Metadata Directives for Swift
swift:attribute:attribute
This directive adds the specified Swift attribute to the generated code. It can be used with classes, enums, exceptions and local operations. For example, the ObjectAdapter operation add uses the Swift @discardableResult attribute as shown below:
["swift:nonnull", "swift:attribute:@discardableResult"] Object* add(["swift:nonnull"] Object servant, Identity id);
swift:inherits:protocol
This directive adds the specified base type (usually a protocol) to the generated code for a Slice class or interface. For non-local types, only the generated skeleton protocol inherits from the specified type.
For example, Ice defines the Endpoint interface as shown below:
["swift:inherits:Swift.CustomStringConvertible"] local interface Endpoint
swift:module:module:prefix
This directive applies to Slice modules and instructs the code generator to map this Slice module to the specified Swift module. All Swift identifiers also receive the specified prefix, as if they were defined in a nested module prefix.

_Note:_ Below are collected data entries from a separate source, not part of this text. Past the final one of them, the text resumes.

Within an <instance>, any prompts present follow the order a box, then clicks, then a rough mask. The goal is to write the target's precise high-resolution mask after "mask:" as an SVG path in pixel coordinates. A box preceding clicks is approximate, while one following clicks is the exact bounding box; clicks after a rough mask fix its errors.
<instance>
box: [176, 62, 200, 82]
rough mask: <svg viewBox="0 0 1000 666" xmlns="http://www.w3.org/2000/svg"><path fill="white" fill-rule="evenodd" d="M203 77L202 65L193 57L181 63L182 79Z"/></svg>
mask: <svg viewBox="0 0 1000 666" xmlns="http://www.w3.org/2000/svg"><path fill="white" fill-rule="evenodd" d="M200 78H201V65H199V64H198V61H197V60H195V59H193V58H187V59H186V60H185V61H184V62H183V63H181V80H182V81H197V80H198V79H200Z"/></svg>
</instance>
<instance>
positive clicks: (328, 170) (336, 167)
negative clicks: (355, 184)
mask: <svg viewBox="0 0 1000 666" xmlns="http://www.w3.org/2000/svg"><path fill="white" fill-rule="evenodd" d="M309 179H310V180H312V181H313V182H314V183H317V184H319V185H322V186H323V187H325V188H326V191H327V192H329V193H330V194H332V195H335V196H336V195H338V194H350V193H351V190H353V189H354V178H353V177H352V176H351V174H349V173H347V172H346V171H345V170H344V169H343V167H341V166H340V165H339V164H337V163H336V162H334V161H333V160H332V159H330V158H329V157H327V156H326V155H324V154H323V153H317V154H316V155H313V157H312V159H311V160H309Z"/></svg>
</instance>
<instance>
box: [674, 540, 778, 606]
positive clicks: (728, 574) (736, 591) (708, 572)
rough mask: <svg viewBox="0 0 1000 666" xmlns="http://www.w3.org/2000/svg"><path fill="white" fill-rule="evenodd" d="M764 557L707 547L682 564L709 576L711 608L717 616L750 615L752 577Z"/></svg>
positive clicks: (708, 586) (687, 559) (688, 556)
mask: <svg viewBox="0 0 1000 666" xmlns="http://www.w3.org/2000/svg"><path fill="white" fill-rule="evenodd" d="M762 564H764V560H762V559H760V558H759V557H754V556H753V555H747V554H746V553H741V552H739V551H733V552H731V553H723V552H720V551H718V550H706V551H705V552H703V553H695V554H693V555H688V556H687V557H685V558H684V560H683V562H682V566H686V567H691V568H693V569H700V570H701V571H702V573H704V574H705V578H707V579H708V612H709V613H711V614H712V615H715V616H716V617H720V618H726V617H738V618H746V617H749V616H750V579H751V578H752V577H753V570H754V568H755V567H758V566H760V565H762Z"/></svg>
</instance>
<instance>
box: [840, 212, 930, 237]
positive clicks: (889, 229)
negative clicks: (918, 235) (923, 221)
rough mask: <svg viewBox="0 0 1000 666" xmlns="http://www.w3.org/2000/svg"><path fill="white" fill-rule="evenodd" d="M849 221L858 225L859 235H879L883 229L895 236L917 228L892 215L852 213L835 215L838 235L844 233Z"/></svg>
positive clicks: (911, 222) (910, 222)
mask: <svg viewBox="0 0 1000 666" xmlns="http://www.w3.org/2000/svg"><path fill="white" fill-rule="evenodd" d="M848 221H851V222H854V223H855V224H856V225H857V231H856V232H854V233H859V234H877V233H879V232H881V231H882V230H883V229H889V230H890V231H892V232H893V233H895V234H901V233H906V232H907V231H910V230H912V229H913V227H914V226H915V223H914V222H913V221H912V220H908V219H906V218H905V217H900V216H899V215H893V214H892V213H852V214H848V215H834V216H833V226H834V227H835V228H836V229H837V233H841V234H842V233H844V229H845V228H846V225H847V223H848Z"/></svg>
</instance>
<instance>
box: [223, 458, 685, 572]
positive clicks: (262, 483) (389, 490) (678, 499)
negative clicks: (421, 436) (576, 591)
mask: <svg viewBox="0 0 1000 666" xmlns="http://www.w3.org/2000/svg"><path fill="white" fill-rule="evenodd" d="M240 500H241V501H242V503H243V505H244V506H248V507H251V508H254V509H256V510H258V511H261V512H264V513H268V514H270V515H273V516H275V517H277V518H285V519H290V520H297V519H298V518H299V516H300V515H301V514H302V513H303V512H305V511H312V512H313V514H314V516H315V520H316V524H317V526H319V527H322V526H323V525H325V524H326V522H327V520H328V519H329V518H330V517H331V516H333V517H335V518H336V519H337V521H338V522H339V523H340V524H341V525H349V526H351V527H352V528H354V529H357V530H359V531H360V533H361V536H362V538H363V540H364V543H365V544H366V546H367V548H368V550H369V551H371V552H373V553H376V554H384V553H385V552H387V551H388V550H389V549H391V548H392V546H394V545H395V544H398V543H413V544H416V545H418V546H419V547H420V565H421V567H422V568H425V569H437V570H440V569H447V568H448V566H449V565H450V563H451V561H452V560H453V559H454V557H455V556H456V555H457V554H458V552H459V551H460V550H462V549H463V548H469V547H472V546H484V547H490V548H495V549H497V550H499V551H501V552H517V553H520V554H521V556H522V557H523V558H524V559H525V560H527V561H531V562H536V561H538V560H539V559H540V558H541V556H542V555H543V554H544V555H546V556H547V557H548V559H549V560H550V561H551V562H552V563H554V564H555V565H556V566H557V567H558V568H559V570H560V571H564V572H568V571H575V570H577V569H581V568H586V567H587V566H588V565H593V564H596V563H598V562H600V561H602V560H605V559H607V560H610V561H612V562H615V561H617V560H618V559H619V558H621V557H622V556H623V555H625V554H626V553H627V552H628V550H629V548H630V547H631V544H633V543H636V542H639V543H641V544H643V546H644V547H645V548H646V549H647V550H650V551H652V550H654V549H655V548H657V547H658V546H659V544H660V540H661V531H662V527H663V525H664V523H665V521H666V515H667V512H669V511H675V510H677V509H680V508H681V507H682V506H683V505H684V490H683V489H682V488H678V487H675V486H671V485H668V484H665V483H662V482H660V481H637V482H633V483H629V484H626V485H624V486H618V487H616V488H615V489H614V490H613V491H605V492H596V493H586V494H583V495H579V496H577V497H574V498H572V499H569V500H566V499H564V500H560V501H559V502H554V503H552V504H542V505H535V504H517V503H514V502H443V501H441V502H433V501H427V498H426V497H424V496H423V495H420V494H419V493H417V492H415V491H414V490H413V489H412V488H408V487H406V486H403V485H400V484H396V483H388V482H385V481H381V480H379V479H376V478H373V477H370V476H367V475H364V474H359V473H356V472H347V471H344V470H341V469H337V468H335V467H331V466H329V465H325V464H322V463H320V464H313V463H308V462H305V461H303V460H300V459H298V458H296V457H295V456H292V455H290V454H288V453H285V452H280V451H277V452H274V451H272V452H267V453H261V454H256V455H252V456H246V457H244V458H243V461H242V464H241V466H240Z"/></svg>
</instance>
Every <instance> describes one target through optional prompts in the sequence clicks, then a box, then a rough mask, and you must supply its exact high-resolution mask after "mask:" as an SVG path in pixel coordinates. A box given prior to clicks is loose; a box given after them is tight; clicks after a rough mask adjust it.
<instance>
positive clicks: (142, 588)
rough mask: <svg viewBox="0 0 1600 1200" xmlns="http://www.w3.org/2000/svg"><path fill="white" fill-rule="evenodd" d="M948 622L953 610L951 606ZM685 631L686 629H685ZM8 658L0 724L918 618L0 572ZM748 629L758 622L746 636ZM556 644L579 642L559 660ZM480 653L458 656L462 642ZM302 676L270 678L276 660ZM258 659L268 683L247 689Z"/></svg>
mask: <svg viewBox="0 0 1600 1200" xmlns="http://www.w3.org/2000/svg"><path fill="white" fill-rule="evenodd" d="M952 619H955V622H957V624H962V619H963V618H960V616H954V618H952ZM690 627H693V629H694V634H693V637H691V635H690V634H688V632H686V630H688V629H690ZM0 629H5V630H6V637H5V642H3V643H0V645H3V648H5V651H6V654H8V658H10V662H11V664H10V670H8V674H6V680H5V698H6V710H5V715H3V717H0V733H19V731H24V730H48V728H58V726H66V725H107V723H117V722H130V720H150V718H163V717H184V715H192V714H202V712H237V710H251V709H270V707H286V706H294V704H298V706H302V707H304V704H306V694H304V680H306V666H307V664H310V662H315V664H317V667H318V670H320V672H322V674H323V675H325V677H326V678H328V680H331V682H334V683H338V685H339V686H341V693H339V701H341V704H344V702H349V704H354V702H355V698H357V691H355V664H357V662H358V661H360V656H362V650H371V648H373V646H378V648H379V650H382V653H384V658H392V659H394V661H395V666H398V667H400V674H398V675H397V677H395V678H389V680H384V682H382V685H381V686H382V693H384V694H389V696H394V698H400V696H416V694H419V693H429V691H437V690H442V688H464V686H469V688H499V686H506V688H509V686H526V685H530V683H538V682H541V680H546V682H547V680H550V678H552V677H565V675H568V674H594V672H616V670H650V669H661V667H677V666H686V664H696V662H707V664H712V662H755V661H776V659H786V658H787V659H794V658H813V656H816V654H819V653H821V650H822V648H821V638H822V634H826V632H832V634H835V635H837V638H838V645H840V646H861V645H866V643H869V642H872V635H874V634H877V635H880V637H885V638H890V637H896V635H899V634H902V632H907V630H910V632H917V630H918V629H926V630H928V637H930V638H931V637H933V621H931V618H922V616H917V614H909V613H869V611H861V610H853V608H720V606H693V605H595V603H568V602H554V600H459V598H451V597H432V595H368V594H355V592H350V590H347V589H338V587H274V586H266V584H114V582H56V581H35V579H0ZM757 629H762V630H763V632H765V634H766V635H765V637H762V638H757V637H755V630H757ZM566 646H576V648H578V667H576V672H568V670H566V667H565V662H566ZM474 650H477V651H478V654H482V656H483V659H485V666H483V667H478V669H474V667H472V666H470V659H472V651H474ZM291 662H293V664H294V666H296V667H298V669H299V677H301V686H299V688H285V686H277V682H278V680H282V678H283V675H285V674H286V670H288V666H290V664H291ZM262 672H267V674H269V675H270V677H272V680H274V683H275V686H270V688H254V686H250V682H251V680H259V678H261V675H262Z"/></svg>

With respect to the Swift mapping:
["swift:module:Mod:Pre"] module Test
{
...
}
is equivalent to:
module Mod
{
module Pre
{
...
}
}
Metadata directives never change type IDs. For example, exception E defined in module Test has type ID "::Test::E" regardless of any swift:module metadata directive on module Test.
swift:noexcept
This directive applies to local operations and instructs the code generator to generate a Swift instance method that does not throw any exception. For example:
local interface Communicator
{
["swift:noexcept"] void destroy();
}
is mapped to:
public protocol Communicator: AnyObject {
func destroy()
}
swift:nonnull
This directive applies to a parameter and the return value of a local operation, when the associated type is a nullable Slice type, namely:
- a proxy such as
Object*orHello* - a class instance, such as
ValueorEmployeeDescription - a servant (
Object) - a local interface or class, such as
CommunicatororEndpointInfo
This directive instructs the code generator to generate a non-optional parameter or return value. For example:
local interface ObjectAdapter
{
["swift:nonnull"] Object* add(["swift:nonnull"] Object servant, Identity id);
}
is mapped to:
public protocol ObjectAdapter: AnyObject {
func add(servant: Object, id: Identity) throws -> ObjectPrx
}
Without the nonnull metadata directive, the mapped instance method would accept an Object? servant and return an ObjectPrx?.
This directive also applies to local Slice sequences and values of local Slice dictionaries. For example, you can define a local sequence of non-null proxies, and a local dictionary with non-null values as follows:
["swift:nonnull"] local sequence<Object*> ProxySeq; local dictionary<string, ["swift:nonnull"] Object*> StringProxyDict;
And the corresponding Swift code is:
public typealias ProxySeq = [Ice.ObjectPrx] public typealias StringProxyDict = [String: Ice.ObjectPrx]
swift:type:type
This directive applies to local types. It directs the code generator to map the Slice type or parameter to the provided Swift type.
Metadata Directives for Freeze
freeze:read and freeze:write
These directives inform a Freeze evictor whether an operation updates the state of an object, so the evictor knows whether it must save an object before evicting it.